TalkTalk also lost customers in the wake of the hack – the third time its systems have been breached in the last few years.

According to Kantar, seven per cent of TalkTalk’s base turned to other providers, with BT the biggest winner, picking up 40 per cent of those customers flocking from TalkTalk. Of those leaving, nearly a fifth cited poor reliability as the main factor – up from one per cent in the previous quarter.

TalkTalk declined to comment.

BT leads

BT still leads the sales market with 28.6 per cent share in Q4, up from 26.2 per cent in the previous quarter. Sky had the second highest share, with 28.3 per cent.

Virgin Media had an 11.1 per cent sales share, up by 0.4 per cent on the three months ending September 30.

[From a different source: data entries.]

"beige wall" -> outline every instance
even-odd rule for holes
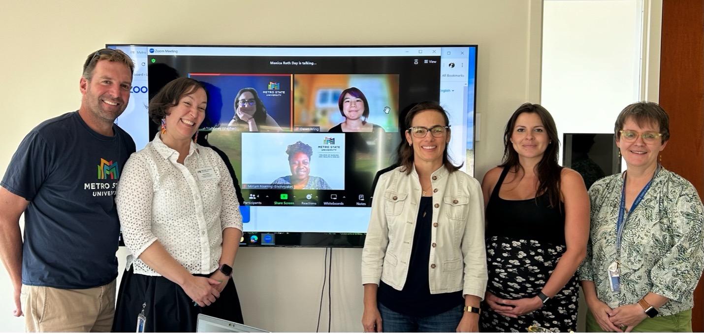
[[[78,107],[82,61],[106,43],[479,44],[477,112],[482,123],[475,176],[480,180],[501,159],[501,132],[510,113],[522,102],[539,101],[540,0],[126,4],[4,3],[0,172],[32,128]],[[360,253],[334,251],[333,331],[361,330]],[[269,330],[315,331],[324,254],[318,248],[241,249],[234,277],[246,322]],[[118,256],[124,261],[124,249]],[[23,320],[11,316],[11,297],[3,272],[0,330],[21,331]],[[327,330],[327,304],[323,309],[321,328]]]

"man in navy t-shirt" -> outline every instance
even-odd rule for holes
[[[89,55],[80,109],[27,135],[0,183],[0,258],[14,315],[25,316],[27,331],[111,329],[120,233],[114,194],[135,149],[114,121],[130,99],[134,68],[120,51]]]

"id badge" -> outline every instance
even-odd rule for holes
[[[137,330],[134,333],[144,333],[144,325],[146,324],[146,316],[144,316],[144,308],[146,303],[142,304],[142,313],[137,316]]]
[[[204,167],[196,170],[196,175],[198,176],[199,181],[207,181],[216,178],[215,168],[213,167]]]
[[[619,272],[619,263],[617,261],[613,261],[608,268],[609,285],[611,286],[611,291],[618,292],[620,287],[621,275]]]

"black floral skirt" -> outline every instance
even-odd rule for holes
[[[536,240],[491,237],[486,240],[486,290],[507,299],[532,297],[543,289],[566,247]],[[482,303],[484,332],[526,332],[536,325],[555,332],[577,330],[579,290],[576,276],[543,307],[518,318],[501,316]]]

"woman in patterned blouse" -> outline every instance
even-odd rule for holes
[[[670,138],[660,106],[627,106],[614,130],[627,170],[589,190],[591,237],[578,272],[586,330],[691,332],[704,262],[701,200],[691,183],[658,163]]]

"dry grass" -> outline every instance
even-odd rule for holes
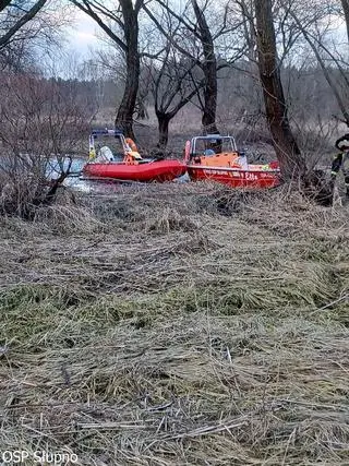
[[[348,207],[204,183],[82,203],[0,220],[0,451],[348,465]]]

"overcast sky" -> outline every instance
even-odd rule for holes
[[[69,29],[67,48],[86,57],[97,44],[98,25],[82,11],[75,13],[75,24]]]

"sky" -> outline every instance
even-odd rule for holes
[[[98,26],[83,11],[75,13],[74,25],[68,31],[67,48],[74,50],[81,58],[88,56],[91,49],[97,46],[98,39],[96,33]]]

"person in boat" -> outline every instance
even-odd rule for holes
[[[98,155],[96,158],[96,162],[99,162],[101,164],[106,164],[107,162],[113,162],[113,154],[107,145],[104,145],[98,151]]]
[[[349,198],[349,133],[339,138],[335,145],[340,152],[333,159],[330,174],[335,180],[341,169],[345,177],[346,196]]]

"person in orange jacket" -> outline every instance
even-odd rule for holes
[[[346,195],[349,198],[349,134],[339,138],[335,145],[340,152],[333,159],[330,175],[333,179],[336,179],[341,169],[345,177]]]

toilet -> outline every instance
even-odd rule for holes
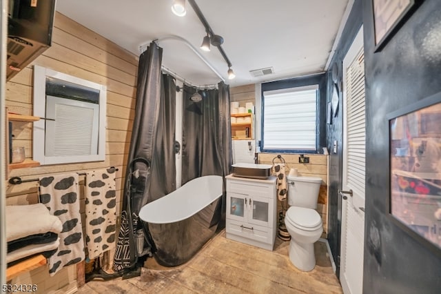
[[[287,177],[288,205],[285,225],[291,235],[289,259],[298,269],[311,271],[316,266],[314,243],[323,233],[322,218],[316,210],[322,179]]]

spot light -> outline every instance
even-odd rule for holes
[[[204,40],[202,41],[202,45],[201,45],[201,49],[204,51],[209,51],[209,35],[207,33],[207,35],[204,37]]]
[[[178,17],[183,17],[187,13],[185,10],[185,0],[173,0],[172,11]]]
[[[228,79],[233,79],[236,77],[236,75],[234,75],[234,72],[232,69],[232,68],[228,68]]]

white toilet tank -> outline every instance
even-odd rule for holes
[[[316,177],[287,177],[288,205],[317,208],[317,200],[322,179]]]

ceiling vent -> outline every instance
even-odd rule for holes
[[[274,73],[274,70],[272,67],[266,68],[259,68],[258,70],[250,70],[249,72],[253,77],[261,77],[263,75],[270,75]]]

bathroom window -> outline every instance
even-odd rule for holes
[[[263,90],[264,151],[316,152],[318,85]]]
[[[41,164],[105,159],[106,87],[34,68],[34,159]]]

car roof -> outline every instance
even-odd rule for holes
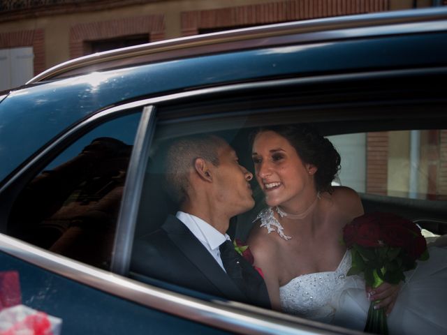
[[[411,29],[420,31],[420,27],[417,27],[418,22],[446,18],[447,8],[438,7],[297,21],[196,35],[80,57],[54,66],[28,83],[217,52],[402,34]]]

Choudhary added: “BT continued to perform well in the final quarter of 2015, driven by further strong performances in TV and broadband. The provider reached a share of 30 per cent for the broadband market moving further ahead of Sky, its nearest competitor.

“In contrast to TalkTalk, BT felt the benefits of an improved perception of reliability, with 12 per cent of new customers saying their primary reason for joining was because they saw it as a trusted supplier – twice the market average.”